At that moment he was saved by a tap on the door, followed immediately by its opening. A man entered. He was well dressed in a black evening suit and snow-white shirt and carefully arranged cravat. He was a year or two older than Michael, dark of hair and eyes, with a short, well-muscled build and a face that was more craggy than handsome. He was not given to smiling a great deal, but when he did, his smile lit up his face, charming anyone around him.

“Hallo, Michael,” he said cheerfully, advancing toward them.

“Robert.” Michael stood up to shake the other man's hand.

His name was Sir Robert Blount, and he had been Michael's friend for many years.
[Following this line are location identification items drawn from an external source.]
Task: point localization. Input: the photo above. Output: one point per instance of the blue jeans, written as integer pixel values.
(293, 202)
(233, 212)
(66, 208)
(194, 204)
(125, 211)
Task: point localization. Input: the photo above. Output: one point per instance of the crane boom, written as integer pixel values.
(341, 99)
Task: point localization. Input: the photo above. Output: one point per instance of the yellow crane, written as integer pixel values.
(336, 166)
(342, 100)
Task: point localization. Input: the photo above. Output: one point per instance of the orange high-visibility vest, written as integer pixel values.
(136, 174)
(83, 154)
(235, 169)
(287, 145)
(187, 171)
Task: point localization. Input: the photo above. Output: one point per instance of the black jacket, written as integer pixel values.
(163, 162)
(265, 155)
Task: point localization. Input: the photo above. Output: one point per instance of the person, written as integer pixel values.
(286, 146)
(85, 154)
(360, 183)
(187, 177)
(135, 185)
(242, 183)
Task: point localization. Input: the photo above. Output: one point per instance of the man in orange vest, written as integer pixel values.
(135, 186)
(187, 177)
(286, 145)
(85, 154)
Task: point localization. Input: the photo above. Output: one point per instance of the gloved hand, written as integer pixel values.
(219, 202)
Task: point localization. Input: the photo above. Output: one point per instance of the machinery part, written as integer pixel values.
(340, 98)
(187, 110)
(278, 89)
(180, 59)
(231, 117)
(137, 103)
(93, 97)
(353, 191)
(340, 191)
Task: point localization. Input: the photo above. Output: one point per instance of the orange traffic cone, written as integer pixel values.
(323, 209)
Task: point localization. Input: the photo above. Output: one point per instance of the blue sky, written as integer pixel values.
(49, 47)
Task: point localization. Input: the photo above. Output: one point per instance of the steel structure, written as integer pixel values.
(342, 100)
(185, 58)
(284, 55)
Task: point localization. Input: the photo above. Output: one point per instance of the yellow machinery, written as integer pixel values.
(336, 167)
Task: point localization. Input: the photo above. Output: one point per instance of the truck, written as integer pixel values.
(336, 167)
It was he who had first introduced Michael to the intrigue and adventure of countering Bonaparte's espionage during the war, and he who later offered him his first case helping the Bow Street Runners. He was also the man who had first revealed to Michael that he had a half sister, born on the wrong side of the blanket.

He crossed over to Lilith after he shook Michael's hand and bent to kiss her on the cheek. His kiss was perfectly chaste and correct, but there was in his eyes a glow that said he was far more to Lilith Neeley than the friend of her brother.